Hace bastante que me di cuenta de la diferencia abismal entre las dotes de mando naturales y los derechos sobre el papel que da ponerse una gorra; entre el respeto que algunas personas irradian por sí mismas y la dignidad oficial que se supone que otorga un nombramiento en el BOE; entre la atracción instintiva que la gente siente por los líderes natos y la obediencia debida al señorín al que han hecho jefe.
Es lo que los romanos llamaban en latín auctoritas y potestas.
La auctoritas es un atributo personal, en parte natural y en parte autolabrado, que confiere a algunos un cierto ascendiente sobre los demás.
La potestas es, como digo, el conjunto de atribuciones o el poder de mando que se tiene derecho a ejercer en virtud de un nombramiento oficial.
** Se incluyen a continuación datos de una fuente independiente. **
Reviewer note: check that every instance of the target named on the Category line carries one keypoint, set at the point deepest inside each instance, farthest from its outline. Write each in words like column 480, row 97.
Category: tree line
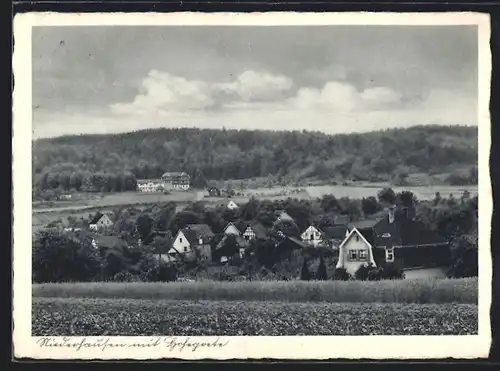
column 239, row 154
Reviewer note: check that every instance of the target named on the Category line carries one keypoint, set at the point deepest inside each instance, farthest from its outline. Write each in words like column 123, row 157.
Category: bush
column 341, row 274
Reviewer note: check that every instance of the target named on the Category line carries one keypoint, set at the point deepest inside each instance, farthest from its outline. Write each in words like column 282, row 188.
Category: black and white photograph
column 253, row 180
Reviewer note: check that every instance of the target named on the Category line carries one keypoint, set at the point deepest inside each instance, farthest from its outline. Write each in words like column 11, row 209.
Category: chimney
column 392, row 214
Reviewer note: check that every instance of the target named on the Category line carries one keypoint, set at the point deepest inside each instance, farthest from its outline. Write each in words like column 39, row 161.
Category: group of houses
column 169, row 181
column 390, row 236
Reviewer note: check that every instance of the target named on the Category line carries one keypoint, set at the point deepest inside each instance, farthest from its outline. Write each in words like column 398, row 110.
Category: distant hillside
column 390, row 155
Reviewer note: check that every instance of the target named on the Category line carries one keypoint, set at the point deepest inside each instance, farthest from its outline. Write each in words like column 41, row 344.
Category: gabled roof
column 289, row 230
column 257, row 227
column 146, row 181
column 314, row 225
column 231, row 224
column 283, row 215
column 96, row 217
column 354, row 231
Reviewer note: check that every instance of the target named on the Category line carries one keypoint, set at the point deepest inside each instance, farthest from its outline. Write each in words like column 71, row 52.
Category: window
column 353, row 255
column 363, row 254
column 389, row 255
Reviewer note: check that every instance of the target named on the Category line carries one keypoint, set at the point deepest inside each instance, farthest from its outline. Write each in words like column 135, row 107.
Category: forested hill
column 231, row 154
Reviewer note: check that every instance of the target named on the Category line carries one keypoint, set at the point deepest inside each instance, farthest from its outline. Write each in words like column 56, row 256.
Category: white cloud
column 440, row 107
column 338, row 107
column 256, row 86
column 343, row 97
column 163, row 91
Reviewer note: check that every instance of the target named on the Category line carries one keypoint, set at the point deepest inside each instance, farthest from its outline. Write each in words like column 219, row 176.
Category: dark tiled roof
column 96, row 218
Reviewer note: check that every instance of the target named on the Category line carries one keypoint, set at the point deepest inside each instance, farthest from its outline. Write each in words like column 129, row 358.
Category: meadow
column 417, row 291
column 396, row 307
column 125, row 317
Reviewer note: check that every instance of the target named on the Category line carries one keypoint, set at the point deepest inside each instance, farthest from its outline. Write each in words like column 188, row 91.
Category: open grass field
column 125, row 317
column 419, row 291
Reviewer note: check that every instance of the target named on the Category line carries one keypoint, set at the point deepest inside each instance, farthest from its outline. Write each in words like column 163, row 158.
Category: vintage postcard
column 245, row 186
Puede resultar que un basurero tenga mucha auctoritas y sin embargo un señor director general solo tenga potestas y no infunda respeto ni inspire obediencia alguna a los que le rodean.
No han sido una ni dos las veces que he visto a un gran jefazo repartiendo fatal el trabajo en una reunión, explicándose pésimamente y no enterándose de nada (pero exigiendo, eso sí, plazos perentorios) y, al salir, no hacer nadie ni puto caso, siendo al final un subalterno con don de gentes y el apoyo de todos el que reorganiza las tareas para cumplir de sobra con las exigencias.
Partiendo de la desgracia de que hoy en día cada vez menos líderes tienen capacidad de mando, al menos deberían ejercer su potestas con plena conciencia de hasta dónde llega su auctoritas, intentado humildemente identificar esta a su alrededor para aprender, mejorar y aprovechar al máximo las potencialidades de su gente.